Fernando Pessoa, The Book of Disquiet, text 197
Now here's an appropriate Pessoa passage that speaks to a monumental birthday, the turning the year, and the aftermath of the passing of my father. Truthfully, I shouldn't be blogging, as class starts on Monday and I'm in the midst of a massive (and ill-timed, if not ill-considered) redesign of my COR 204 class. If I had just left things alone, I would have had a semester wherein I only had two class preps, and they would have been classes I had taught previously - and that never, ever happens in the Core division. In the last couple years I've typically had four classes tied to three different preps, or four classes tied to four different preps, or five classes tied to three different preps, keeping in mind that none of them are actually in my own discipline. So, of course, after receiving this bounty, what do I do? Simple, change one of the courses. That said, I get bored, and I live for challenges, so while my COR 204 will still be a film-based class, it will not "simply" be Marxism and the Movies, but more a class on, as I as spell it out at the top of (yet uncompleted) syllabus: Self, Identify, Film - and a Little Fernando Pessoa. Why do I do these things? Well, again, I get bored if I don't challenge myself, and the more energized I am the more I have to give to the students. Plus, I'd made a promise to myself to use Pessoa's The Book of Disquiet in a class before i retired - and, as Barbara Stanwyck reminds us in Christmas in Connecticut, "You know, Felix, it's important to keep promises, especially to yourself." This is all by way to saying that I was not goofing off (at least not completely) because I was working my way through The Book of Disquiet (a happily endless process) as I try to put the finishing touches on this mad class, which I described to my friend Erik as either "award-winning or career ending."
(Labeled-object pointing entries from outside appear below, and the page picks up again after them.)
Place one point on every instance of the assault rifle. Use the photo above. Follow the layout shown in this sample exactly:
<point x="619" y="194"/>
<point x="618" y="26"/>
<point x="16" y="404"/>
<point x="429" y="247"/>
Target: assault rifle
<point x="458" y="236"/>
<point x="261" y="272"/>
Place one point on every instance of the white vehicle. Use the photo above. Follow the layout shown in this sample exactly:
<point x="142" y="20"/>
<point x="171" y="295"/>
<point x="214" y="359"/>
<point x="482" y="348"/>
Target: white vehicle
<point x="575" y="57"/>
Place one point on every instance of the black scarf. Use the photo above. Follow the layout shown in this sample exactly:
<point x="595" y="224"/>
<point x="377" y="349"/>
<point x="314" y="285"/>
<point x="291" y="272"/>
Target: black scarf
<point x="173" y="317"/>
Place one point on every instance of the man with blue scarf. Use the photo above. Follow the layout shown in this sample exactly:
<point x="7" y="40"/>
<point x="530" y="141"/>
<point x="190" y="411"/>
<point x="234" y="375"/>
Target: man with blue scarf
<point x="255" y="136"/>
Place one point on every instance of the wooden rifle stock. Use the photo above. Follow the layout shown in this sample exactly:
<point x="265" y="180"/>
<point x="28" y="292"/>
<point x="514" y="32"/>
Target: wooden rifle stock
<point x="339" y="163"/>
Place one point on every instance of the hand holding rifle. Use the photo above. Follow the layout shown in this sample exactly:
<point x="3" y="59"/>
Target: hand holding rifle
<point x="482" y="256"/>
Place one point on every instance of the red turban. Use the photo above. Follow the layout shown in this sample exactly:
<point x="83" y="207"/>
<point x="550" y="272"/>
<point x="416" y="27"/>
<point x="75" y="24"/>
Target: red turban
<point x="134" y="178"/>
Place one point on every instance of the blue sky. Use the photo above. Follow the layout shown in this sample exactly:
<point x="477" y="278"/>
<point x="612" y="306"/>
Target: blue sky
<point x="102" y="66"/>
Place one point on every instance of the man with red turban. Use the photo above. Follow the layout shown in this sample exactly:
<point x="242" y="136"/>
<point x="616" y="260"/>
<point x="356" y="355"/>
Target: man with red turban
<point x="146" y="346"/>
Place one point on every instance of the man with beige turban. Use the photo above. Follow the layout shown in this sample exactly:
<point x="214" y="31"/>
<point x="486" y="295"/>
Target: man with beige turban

OK, so why is this the perfect passage for this particular period in time? Mainly, I suppose, he's talking about the past, and what season is more steeped in the past than the holiday seasons and the end of the year? There's a reason why there are always spirits in all of Dickens's Christmas stories. On the surface, this passage reads almost Proustian, with the exception, I would argue, of one pretty huge difference. Proust is delving into the past to make a connection, to, as I proposed in a talk last year, to bring himself back to that moment at the beginning of the book where he was hoping that his mother would leave her party to kiss him goodnight - and she did come back to read him stories and spent the night sleeping in his room - that moment of perfect union and innocence and bliss, for which he then devotes 3700 pages in trying to recover. I think Pessoa's view of the past is exactly the opposite here. The past simply reminds him of what he will never have again: "Whenever I remember them, my whole soul shivers and I feel exiled from all hearts, alone in the night of myself, weeping like a beggar before the closed silence of all doors." While Pessoa bemoans, "That which I had and will never again have!," I think I, personally, would take it a step further. For Pessoa those doors are now closed, but when I remember my childhood I think that they were always closed. As I've pointed out before, I remember a very different childhood and home than my brother and sisters do, while also fully accepting that a goodly portion of that disconnect, of that closing of the doors, was my own doing.